Although cybersecurity incidents are daily news, with reports of escalating impacts and costs that are sometimes measured in the billions, at least one survey has identified new reasons for optimism.
According to the Global State of Information Security Survey 2016 from PricewaterhouseCoopers (PwC), the vast majority of organizations—91%—have adopted a security framework or, more often, an amalgam of frameworks.
The most frequently followed guidelines are ISO 27001, the US National Institute of Standards and Technology (NIST) Cybersecurity Framework and SANS Critical Controls. Respondents say adoption of these types of guidelines enable them to identify and prioritize threats, quickly detect and mitigate risks and understand security gaps.
A risk-based framework allows companies to better communicate and collaborate on cybersecurity efforts, internally and externally. These frameworks also can help businesses design, monitor and measure goals toward an improved cybersecurity program. And many say that risk-based standards have helped ensure that sensitive data is more secure.
In another extremely positive trend, PwC noted that technology advances can dim the focus on the cybersecurity competencies and training of people. So it is encouraging to find that top security executives and Boards of Directors are playing increasingly prominent roles.

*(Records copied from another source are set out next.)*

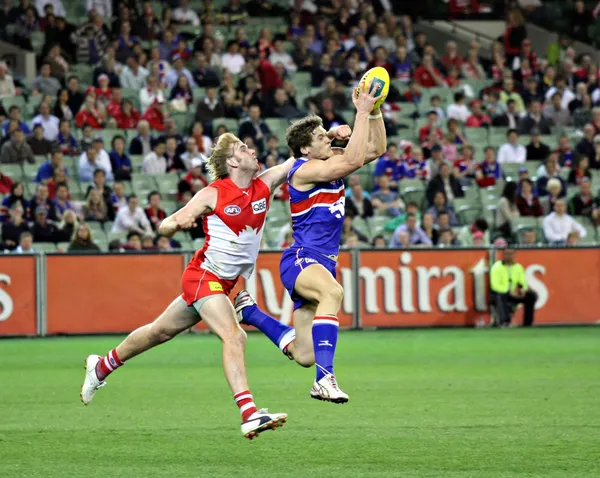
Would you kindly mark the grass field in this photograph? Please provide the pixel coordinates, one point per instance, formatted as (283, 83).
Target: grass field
(424, 403)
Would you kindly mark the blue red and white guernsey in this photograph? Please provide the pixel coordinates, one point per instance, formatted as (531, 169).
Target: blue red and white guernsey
(317, 220)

This year, 54% of respondents reported they have a CISO in charge of their security program, and 49% have a CSO. Today’s CISO is a business manager who should have expertise not only in security but also risk management, corporate governance and overall business objectives.

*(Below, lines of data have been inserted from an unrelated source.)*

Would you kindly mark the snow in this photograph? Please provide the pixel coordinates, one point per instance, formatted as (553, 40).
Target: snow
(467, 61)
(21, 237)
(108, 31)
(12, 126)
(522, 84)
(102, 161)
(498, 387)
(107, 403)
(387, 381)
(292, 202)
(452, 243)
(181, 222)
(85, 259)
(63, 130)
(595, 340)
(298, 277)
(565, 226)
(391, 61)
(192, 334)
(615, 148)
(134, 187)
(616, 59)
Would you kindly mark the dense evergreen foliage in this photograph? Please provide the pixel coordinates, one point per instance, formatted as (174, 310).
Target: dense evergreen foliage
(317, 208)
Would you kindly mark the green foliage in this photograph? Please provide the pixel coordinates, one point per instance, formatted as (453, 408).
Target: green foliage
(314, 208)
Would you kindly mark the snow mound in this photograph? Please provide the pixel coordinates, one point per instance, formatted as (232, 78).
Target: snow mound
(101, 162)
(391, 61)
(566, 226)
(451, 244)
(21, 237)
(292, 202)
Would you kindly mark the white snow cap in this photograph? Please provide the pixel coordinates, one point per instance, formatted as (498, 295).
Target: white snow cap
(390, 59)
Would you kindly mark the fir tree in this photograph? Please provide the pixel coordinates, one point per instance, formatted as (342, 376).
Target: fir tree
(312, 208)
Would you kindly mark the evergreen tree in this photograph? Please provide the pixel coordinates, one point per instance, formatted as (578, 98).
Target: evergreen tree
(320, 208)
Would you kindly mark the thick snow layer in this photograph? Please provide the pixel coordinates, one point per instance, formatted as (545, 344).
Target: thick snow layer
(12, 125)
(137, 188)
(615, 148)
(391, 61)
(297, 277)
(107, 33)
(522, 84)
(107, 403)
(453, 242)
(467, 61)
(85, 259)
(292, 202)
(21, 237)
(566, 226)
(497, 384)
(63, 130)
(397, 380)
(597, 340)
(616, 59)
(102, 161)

Also, 46% of survey respondents said their Board participates in information security budgets, which may have contributed to this year’s significant boost in security spending. Other notable outcomes include identification of key risks, helping foster an organizational culture of security and better alignment of information security with overall risk management and business goals.

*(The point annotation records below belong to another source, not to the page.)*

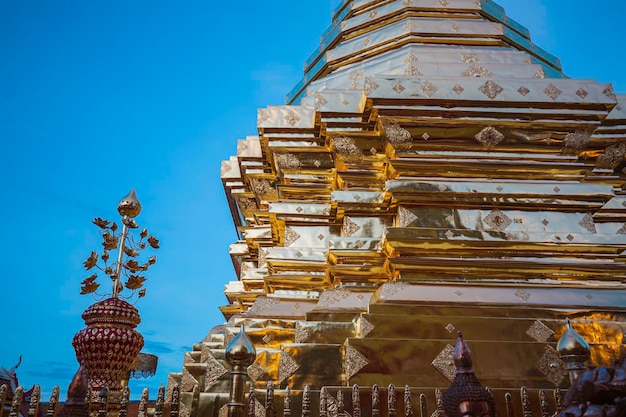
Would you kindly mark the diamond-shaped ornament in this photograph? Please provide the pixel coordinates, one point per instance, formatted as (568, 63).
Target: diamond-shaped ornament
(444, 363)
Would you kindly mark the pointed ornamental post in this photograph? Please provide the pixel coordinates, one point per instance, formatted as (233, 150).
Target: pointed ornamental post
(240, 354)
(109, 345)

Also, the report noted that 59% of respondents leverage Big Data analytics to model and monitor for cybersecurity threats, respond to incidents, and audit and review data to understand how it is used, by whom and when.
This is important, considering that a data-driven approach can shift cybersecurity away from perimeter-based defenses and enable organizations to put real-time information to use in ways that can help predict cybersecurity incidents. Data-driven cybersecurity allows companies to better understand anomalous network activity and more quickly identify and respond to cybersecurity incidents.
Some businesses are combining Big Data with existing security information and event management (SIEM) technologies to generate a more extensive view of network activity. Others are exploring the use of data analytics for identity and access management to monitor employee usage patterns, flag outliers and identify improper access.
And finally, speaking of data sets, another positive trend is partnering up to sharpen security intelligence. Over the past three years, the number of organizations that embrace external collaboration has steadily increased, the report found. This year, 65% of respondents said they collaborate to improve cybersecurity and reduce cyber-risks, up from 50% in 2013.
And those that do work with others cite clear benefits. Most organizations say external collaboration allows them to share and receive more actionable information from industry peers, as well as Information Sharing and Analysis Centers (ISACs), government agencies and law enforcement. Many also say information sharing has improved their threat awareness.